Data Thing Part 2: Lakes and Warehouses and Lakehouses...
Now we've started to work out what we don't know, we can get to work with knowing things!
Spoiler alert: I end up even more confused.
Bringing our datasets together
I start learning about Data Lakes and Warehouses and Lakehouses. It all sounds very big and technical and expensive.
A warehouse sounds like a MEGADATABASE where you copy your other structured database data to for analysis. A lake is the same thing but you can also include unstructured data! I am picturing a huge heap of flytipped CSV files and SQL databases and PDFs. This sounds right up our street.
Then we have on-premise vs cloud. It seems counterproductive to bring everything into an on premise MEGADATABASE when we are meant to be going cloud first. But how do I turn this into something I can try out without running up a fortune in cloud computing costs?

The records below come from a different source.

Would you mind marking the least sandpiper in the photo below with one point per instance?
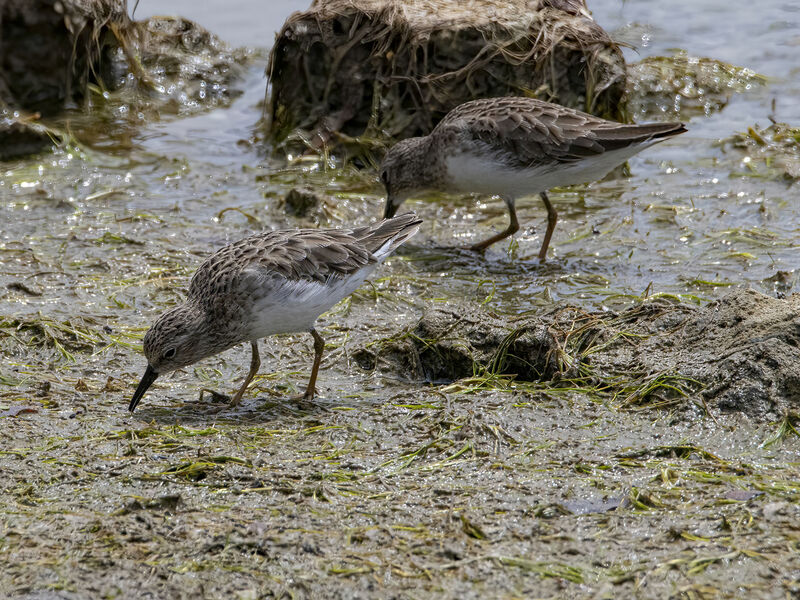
(268, 283)
(513, 147)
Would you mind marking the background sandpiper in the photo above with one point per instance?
(268, 283)
(513, 147)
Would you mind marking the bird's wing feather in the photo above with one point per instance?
(525, 132)
(299, 255)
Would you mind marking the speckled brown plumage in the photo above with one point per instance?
(513, 147)
(272, 282)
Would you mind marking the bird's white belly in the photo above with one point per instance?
(293, 306)
(476, 173)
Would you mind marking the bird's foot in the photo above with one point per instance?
(215, 395)
(306, 401)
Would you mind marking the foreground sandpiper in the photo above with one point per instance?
(268, 283)
(513, 147)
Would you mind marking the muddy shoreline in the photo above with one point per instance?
(574, 438)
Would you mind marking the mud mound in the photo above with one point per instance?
(740, 353)
(374, 68)
(450, 344)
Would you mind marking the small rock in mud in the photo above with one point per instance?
(450, 343)
(740, 353)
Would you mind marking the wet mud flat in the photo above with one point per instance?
(487, 485)
(618, 423)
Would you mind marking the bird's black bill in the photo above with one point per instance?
(390, 209)
(148, 378)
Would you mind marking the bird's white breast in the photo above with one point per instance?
(479, 173)
(283, 305)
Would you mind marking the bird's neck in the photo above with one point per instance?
(426, 161)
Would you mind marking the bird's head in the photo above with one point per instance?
(405, 170)
(175, 340)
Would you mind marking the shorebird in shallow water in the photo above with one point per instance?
(513, 147)
(268, 283)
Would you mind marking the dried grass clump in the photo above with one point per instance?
(378, 68)
(49, 51)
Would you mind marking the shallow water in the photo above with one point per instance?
(97, 242)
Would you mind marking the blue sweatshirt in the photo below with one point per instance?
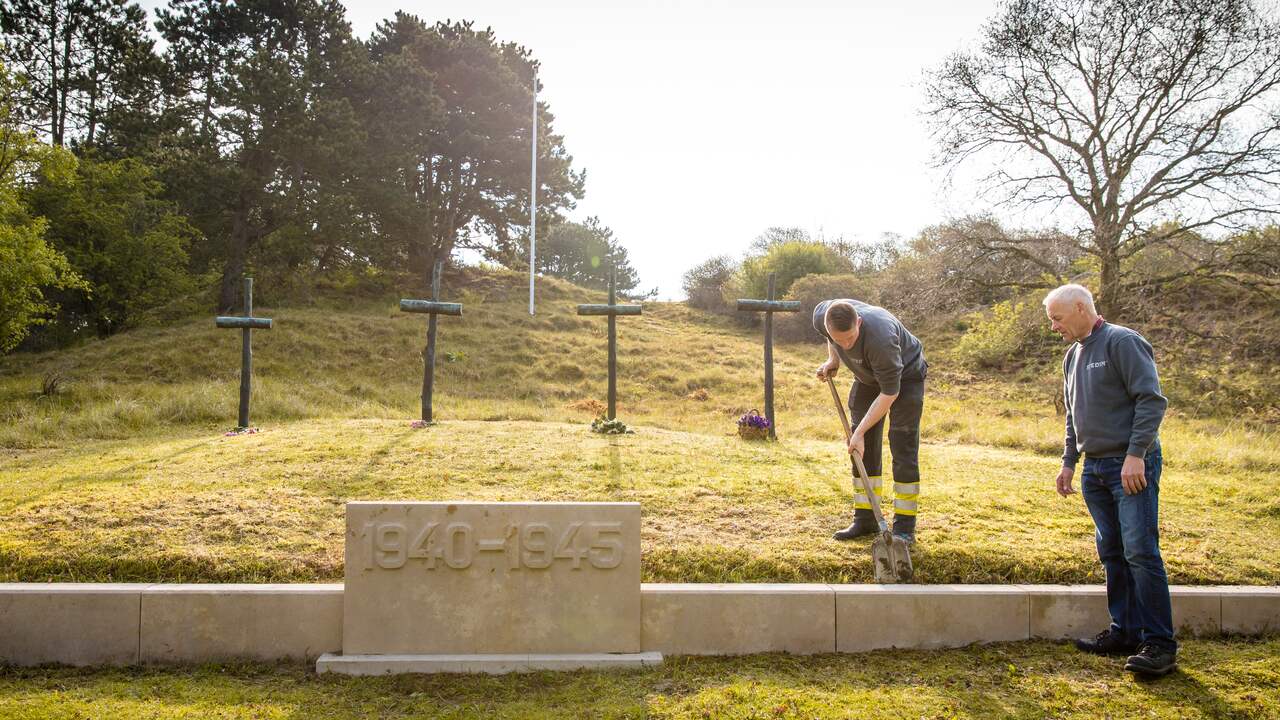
(885, 352)
(1114, 405)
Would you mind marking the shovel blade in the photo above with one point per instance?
(891, 560)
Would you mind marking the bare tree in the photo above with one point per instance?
(1152, 117)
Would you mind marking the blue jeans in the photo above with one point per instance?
(1128, 536)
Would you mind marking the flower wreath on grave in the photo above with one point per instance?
(753, 425)
(607, 427)
(242, 432)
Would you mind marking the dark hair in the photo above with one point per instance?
(841, 317)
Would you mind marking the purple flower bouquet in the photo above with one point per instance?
(753, 425)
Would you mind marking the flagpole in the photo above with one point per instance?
(533, 200)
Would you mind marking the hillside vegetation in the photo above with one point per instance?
(124, 473)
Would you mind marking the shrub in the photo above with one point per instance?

Using what we already have
We have servers with SQL and Postgres databases in our data centre. I start looking into open source things like Apache Airflow and DBT Core which are snazzy. I soon realise I could spend many months going down a rabbit hole with this stuff because I find it interesting, but do we have the knowledge and resources to support this setup as a team?
I need a thing where we can spin up a working example easily...
Looking at this problem from the other end - we have users writing reports in software bundled with applications, and a couple of users starting to get interested in Power BI. We've just upgraded our Microsoft Licences to E5, so perhaps it is time to talk to Microsoft about what they offer? I start looking into Fabric and Azure storage and realise I need someone with a PHD in Microsoft, so through our account manager I book an introductory meeting with an Azure specialist.
We start thinking about the balance between cost and ease of use, maintenance and familiarity.
We need a clearer goal
It needs to be tangible and ideally not include the terms "data driven", "unlocking our data" or any vague references to insights because by this point I am overhearing them! Don't get me started on "chat to your data"... 😣
It needs to be specific and focused enough that we can actually deliver it and it doesn't become another service plan mega rollover.
Let's come up with some outcomes:
- Deliver a working example of data from 2 or more separate back office sources consolidated and processed into one source that an end user can create reports from. It needs to be a solution that can scale to draw in more of our hodge podge of datasets. It needs to stay up to date with little or no ICT intervention.
- We need to be able to estimate the long term costs from our prototype, so we can get approval for funding.
- Work with users to develop the first reports or use cases. We'll use this experience to develop any end user training we need. We also need to evidence a tangible benefit to whatever we create, to help offset the cost. It's a waste of time to tech-ify something that people already do for little time or effort, just to say its been transformed.
- Work with users on some general training or education on how to identify use cases for data projects, how to ensure they deliver real benefits and how to evidence the benefits.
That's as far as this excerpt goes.